We can realize the situation as shown in fig 1. Let at point C distance x from highest point A, the particle's kinetic energy is three times its potential energy.

Velocity at C,

$\ \ \ \ \ v^2=0+2gh$

$\\or,\ v^2=2gh$ -----------(i)

Potential energy at C

$=mg(S-h)$ ----------(ii)

At point C,

$Kinetic\ energy = 3 \times potential\ energy\\i.e, \ \ \ \frac{1}{2}m\times 2gx=3\times mg(S-x)\\or, \ \ \ \ x=3S-3x\\or, \ \ \ \ 4x=3S\\or, \ \ \ \ S=\frac{4}{3} x\\or, \ \ \ \ x=\frac{3}{4}S$

Therefore, from Eq.(i)

$\ \ \ \ \ v^2=2g\times \frac{3}{4}S\\or,\ v^2=\frac{3}{2}gS\\or,\ v=\sqrt{\frac{3}{2} gS}$

Height of the particle from the ground

$=S-x=S-\frac{3}{4}S=\frac{S}{4}$

Theory :-

Work done by gravity :-

Gravitational potential energy is energy and object possesses because of its position in a gravitational field. The most common use of gravitational potential energy is for an object near the surface of the Earth where the gravitational acceleration can be assumed to be constant at about 9.8 m/s² per second square. Since the zero of gravitational potential energy can be chosen at any point (like the choice of the zero of a co-ordinate system) the potential energy at a height h above that point is equal to the work which would be required to lift the object to that height with no net change in kinetic energy. Since the force required to lift it is equal to its weight it follows that the gravitational potential energy is equal to its weight times height to which it is lifted.

The Work done by gravity formula is given by,

$W_g=-mg(\Delta h)$

where,

m is mass,

g is gravity

h is height

The negative sign indicates that the particle is falling from a height $\Delta h$ vertically in the direction of gravity.

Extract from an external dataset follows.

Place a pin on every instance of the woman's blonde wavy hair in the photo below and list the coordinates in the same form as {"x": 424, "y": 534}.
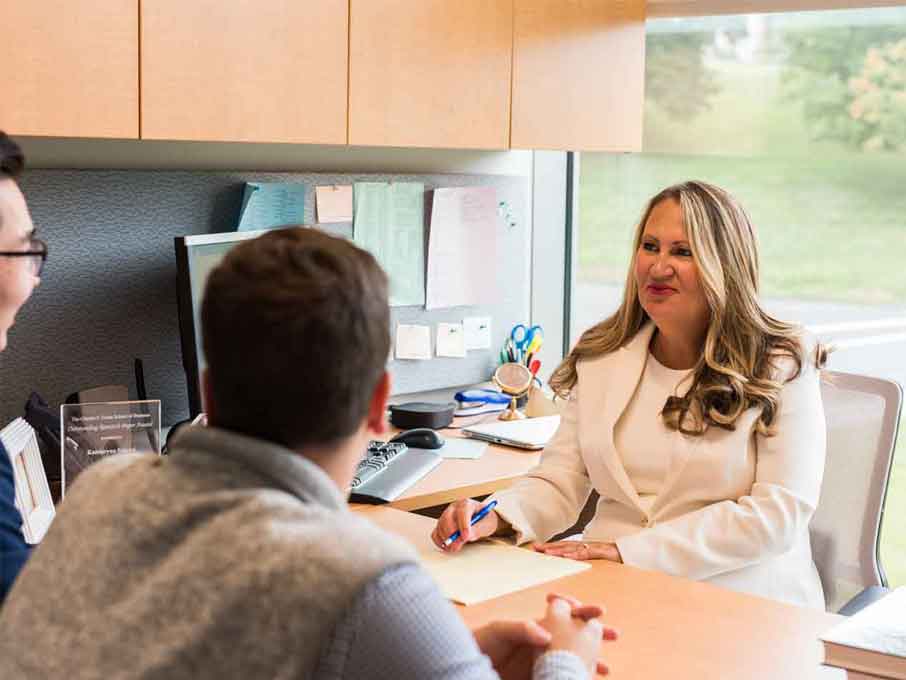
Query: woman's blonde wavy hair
{"x": 737, "y": 369}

Conservation of mechanical energy :-

According to the principle of conservation of mechanical energy, the mechanical energy of an isolated system remains constant in time, as long as the system is free of friction and other non-conservative forces. In any real situation frictional forces and other non-conservative forces are present, but in many cases their effects on the system are so small that the principle of conservation of mechanical energy can be used as a fair approximation. Though energy cannot be created or destroyed in an isolated system, it can be converted to another form of energy.